# Gas stove question



## Mainely Saws (Feb 3, 2010)

Hello folks ,
  I'm looking into buying a propane stove to heat 1000 sq ft. & so far I'm impressed by the Lopi Berkshire but I'm wondering if there are any propane stoves out there that qualify for the $1500 tax credit ?

     Thanks for any help ........


----------



## jtp10181 (Feb 4, 2010)

I don't think any gas stoves or fireplaces are in there. If they even had considered any of them I would know about it since I work at a dealer.


----------



## Mainely Saws (Feb 4, 2010)

Thanks for the reply JTP 10181 , I'm assuming the reason is because they don't meet the minimum efficiency quidelines ?


----------



## Fsappo (Feb 4, 2010)

Yup, no tax credit for gas stoves but that Lopi is a cute little stove and pretty good quality.


----------



## Mainely Saws (Feb 4, 2010)

I need to heat 1000 sq. ft. with it , all on one floor & fairly open floor plan . Most of the time I have my wood stove going & there are some electric baseboards for back up heat so the Lopi wouldn't be heating the entire space all on it's own ....


----------



## DAKSY (Feb 4, 2010)

Mainely Saws said:
			
		

> Thanks for the reply JTP 10181 , I'm assuming the reason is because they don't meet the minimum efficiency quidelines ?

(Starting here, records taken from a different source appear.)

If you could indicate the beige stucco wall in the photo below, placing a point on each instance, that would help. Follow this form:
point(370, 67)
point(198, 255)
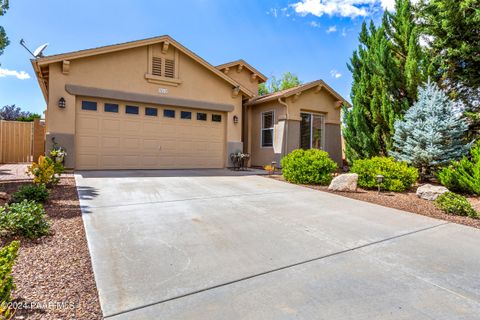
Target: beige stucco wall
point(244, 78)
point(125, 71)
point(310, 101)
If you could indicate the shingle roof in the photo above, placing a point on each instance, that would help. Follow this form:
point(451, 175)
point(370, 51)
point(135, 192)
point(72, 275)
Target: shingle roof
point(246, 65)
point(291, 91)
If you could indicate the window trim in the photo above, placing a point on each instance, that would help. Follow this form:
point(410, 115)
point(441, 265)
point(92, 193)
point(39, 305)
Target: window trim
point(262, 129)
point(151, 115)
point(185, 112)
point(324, 115)
point(138, 110)
point(96, 106)
point(174, 113)
point(204, 113)
point(111, 104)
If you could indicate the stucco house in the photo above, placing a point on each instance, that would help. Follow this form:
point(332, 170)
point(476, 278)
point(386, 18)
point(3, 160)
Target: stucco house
point(154, 104)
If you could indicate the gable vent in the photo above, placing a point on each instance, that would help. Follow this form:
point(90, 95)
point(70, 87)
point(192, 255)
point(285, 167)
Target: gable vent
point(157, 66)
point(169, 68)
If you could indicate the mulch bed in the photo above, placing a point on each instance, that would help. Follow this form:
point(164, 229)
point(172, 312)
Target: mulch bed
point(407, 201)
point(55, 271)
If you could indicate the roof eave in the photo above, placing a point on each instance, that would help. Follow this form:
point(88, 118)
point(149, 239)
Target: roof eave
point(260, 75)
point(138, 43)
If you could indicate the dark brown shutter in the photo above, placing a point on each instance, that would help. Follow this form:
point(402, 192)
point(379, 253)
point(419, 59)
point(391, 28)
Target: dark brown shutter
point(169, 68)
point(157, 66)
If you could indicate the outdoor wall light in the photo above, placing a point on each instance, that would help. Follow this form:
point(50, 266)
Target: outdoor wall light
point(61, 103)
point(379, 181)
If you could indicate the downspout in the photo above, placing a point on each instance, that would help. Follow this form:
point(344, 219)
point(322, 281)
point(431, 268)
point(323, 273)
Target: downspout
point(286, 126)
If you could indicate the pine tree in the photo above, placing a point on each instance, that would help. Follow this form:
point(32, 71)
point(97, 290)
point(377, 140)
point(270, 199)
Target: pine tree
point(431, 133)
point(411, 61)
point(452, 28)
point(386, 69)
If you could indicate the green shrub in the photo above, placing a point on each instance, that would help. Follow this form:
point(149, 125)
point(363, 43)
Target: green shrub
point(26, 219)
point(464, 175)
point(46, 171)
point(398, 176)
point(455, 204)
point(8, 254)
point(311, 166)
point(38, 193)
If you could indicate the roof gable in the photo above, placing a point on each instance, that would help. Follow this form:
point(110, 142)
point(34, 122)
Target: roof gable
point(39, 62)
point(319, 84)
point(243, 64)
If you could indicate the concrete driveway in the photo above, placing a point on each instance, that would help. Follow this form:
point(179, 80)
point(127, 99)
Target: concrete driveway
point(215, 245)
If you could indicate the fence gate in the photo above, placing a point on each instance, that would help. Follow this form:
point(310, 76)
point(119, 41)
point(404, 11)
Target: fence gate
point(20, 141)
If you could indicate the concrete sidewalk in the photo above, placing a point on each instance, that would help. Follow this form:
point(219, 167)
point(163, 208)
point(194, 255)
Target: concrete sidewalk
point(184, 245)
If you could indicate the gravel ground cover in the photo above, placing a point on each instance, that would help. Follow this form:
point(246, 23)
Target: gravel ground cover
point(407, 201)
point(53, 274)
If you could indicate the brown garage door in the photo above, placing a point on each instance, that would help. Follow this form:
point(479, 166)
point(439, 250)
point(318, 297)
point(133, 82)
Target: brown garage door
point(112, 135)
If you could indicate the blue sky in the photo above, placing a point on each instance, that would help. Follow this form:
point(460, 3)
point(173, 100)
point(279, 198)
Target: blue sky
point(311, 38)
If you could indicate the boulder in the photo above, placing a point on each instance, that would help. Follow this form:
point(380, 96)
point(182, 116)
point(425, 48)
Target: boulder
point(430, 192)
point(344, 182)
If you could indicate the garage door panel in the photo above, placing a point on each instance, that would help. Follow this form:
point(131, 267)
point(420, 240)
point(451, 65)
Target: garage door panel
point(87, 161)
point(88, 142)
point(110, 162)
point(151, 129)
point(111, 126)
point(88, 124)
point(125, 141)
point(131, 143)
point(151, 145)
point(111, 142)
point(131, 126)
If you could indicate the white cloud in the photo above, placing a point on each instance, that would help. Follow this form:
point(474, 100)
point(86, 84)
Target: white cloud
point(332, 29)
point(335, 74)
point(273, 12)
point(22, 75)
point(342, 8)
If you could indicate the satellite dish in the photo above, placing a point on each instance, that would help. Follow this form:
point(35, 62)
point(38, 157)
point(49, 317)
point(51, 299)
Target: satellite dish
point(38, 53)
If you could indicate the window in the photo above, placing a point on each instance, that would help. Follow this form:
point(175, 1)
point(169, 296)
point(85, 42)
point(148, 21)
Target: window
point(267, 129)
point(169, 68)
point(169, 113)
point(131, 109)
point(186, 115)
point(110, 107)
point(312, 131)
point(201, 116)
point(89, 105)
point(151, 112)
point(156, 66)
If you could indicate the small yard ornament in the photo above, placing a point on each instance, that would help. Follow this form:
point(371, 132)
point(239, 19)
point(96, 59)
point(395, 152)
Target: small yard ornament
point(379, 181)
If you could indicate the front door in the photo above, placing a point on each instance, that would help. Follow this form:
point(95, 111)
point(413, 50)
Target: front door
point(312, 131)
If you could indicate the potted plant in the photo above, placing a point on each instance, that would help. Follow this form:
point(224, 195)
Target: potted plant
point(57, 153)
point(239, 160)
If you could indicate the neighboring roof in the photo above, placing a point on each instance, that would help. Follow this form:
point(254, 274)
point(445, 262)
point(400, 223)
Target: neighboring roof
point(298, 89)
point(37, 63)
point(242, 62)
point(146, 98)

Nope. Not the efficiency, but the fuel type.
They don't burn bio-fuels...


----------



## Mainely Saws (Feb 4, 2010)

Last Fall I had a 95% efficient propane furnace installed in another house that qualifies for the tax credit , is it just propane wood stoves ?


----------



## Fsappo (Feb 4, 2010)

DAKSY said:
			
		

> Mainely Saws said:
> 
> 
> 
> ...



Some propane heaters qualify with the correct efficiency rating.  Maybe not freestanding stoves. I should check to see if the Mantis qualifies for any of the non biomass energy credits.


----------



## jtp10181 (Feb 7, 2010)

Mainely Saws, there was a category for high efficiency gas house heaters (furnace, boiler, geothermal, etc..). But there was no category for gas space heaters (fireplaces and stoves). The gas stoves never even had a chance.


----------



## Mainely Saws (Feb 7, 2010)

Thanks JTP ,
  To bad because I think a lot more gas woodstoves would be sold with the tax incentive . I haven't seen any gas wood stoves with effiency ratings over 90 % . The outfit that installed my York propane furnace said that gas units need to meet a minimum of 95% in order to qualify for the tax credit .


----------